Bitcoin, like many other cryptocurrencies, was created with the intention of being a global digital currency independent from any government or middleman. Naturally, many assume this means that Bitcoin and other cryptocurrencies have the potential to replace the U.S. dollar as the global standard. Let’s look at this possibility and see how likely it truly is.
At first glance, the most obvious choice to replace the dollar would be Bitcoin, since it is the largest and most well-known crypto. However, this is incredibly unlikely for many reasons relating to the economics of Bitcoin and some of its features. For context, the U.S. dollar is a fiat currency issued by the United States, meaning it is backed solely by the goodwill and trust of the United States government, as opposed to being backed by a reserve asset such as gold. Additionally, it is inflationary, meaning it loses purchasing power over time, historically at a rate of 2% per year. Even though this seems predatory as it devalues the purchasing power of people who hold dollars, it is important for stimulating the economy because it gives people an incentive to spend their dollars instead of holding them indefinitely.
On the other hand, Bitcoin is completely different, as it is currently inflationary but will one day be deflationary. Every 10 minutes, the Bitcoin blockchain emits 6.25 BTC to miners, which helps to incentivize the mining process. However, only 21 million BTC will ever be minted. There are currently around 19 million Bitcoin in circulation, and the full 21 million will be in circulation around 2139 given the current inflation schedule. Once this cap is reached, Bitcoin will effectively become deflationary, since it can be assumed that people will lose Bitcoin or misplace their private keys over time, lowering the overall supply. In fact, this has already been happening, and some estimate that over a million Bitcoin have already been lost forever.
With a decreasing supply, and an assumption of constant or increasing demand, there is no incentive for anyone to spend their Bitcoin, and thus it will never become a medium of exchange to rival the dollar. This is already seen today, as Bitcoin transactions are quite rare in the real world, even for the most diehard crypto fans.

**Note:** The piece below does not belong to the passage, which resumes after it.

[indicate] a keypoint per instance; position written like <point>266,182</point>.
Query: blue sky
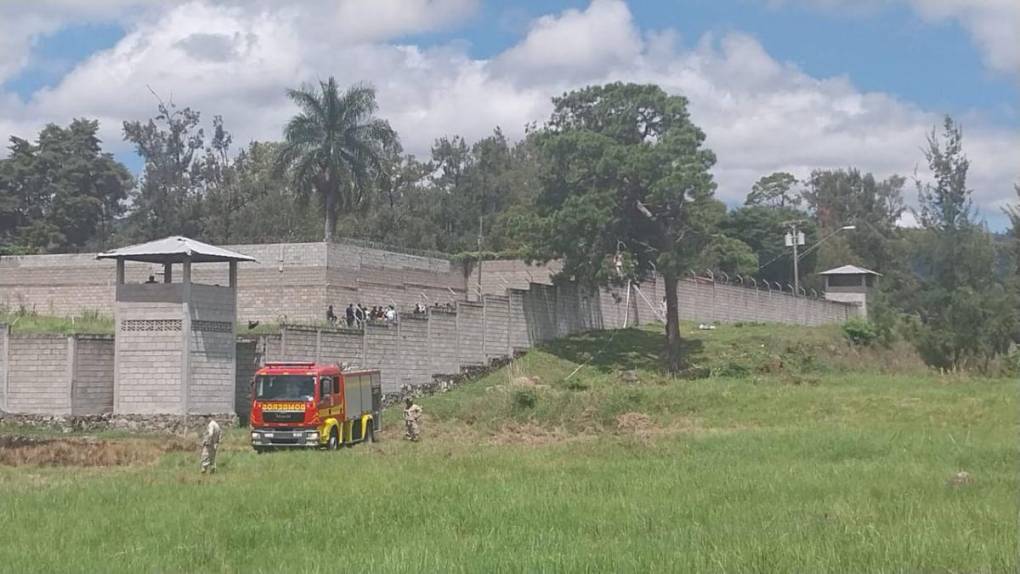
<point>835,83</point>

Though Bitcoin may never become a widely used digital currency, it still has a chance to become the global reserve currency analogous to gold. In the past years, companies like Tesla and MicroStrategy have begun adding Bitcoin to their balance sheets as a hedge against inflation and fiat currencies in general. As more and more companies and individuals begin to see Bitcoin as a legitimate asset that could bring stability or diversity to their portfolios, the more Bitcoin’s use case will increase. Some experts expect Bitcoin to overtake the market capitalization of gold at some point in the future, though when or if that will happen remains uncertain.
The more likely choice for a global digital currency is one with a low inflation rate, infinite supply, and cheap and fast transactions. What this cryptocurrency could be is not clear, as there are many potential candidates yet none that have truly caught on. This is partially because crypto used for payments would likely also be stable and have little potential for big returns. This creates a complex paradox wherein there will not be a cryptocurrency used for exchange until one becomes big enough, but there are not enough incentives to grow a payment currency to a critical mass.
The problem of creating a cryptocurrency to be the global medium of exchange is complex, and likely will not be solved without the intervention of companies and other large supporters. That being said, Bitcoin is well on its way to becoming a digital gold, and some already view it as such.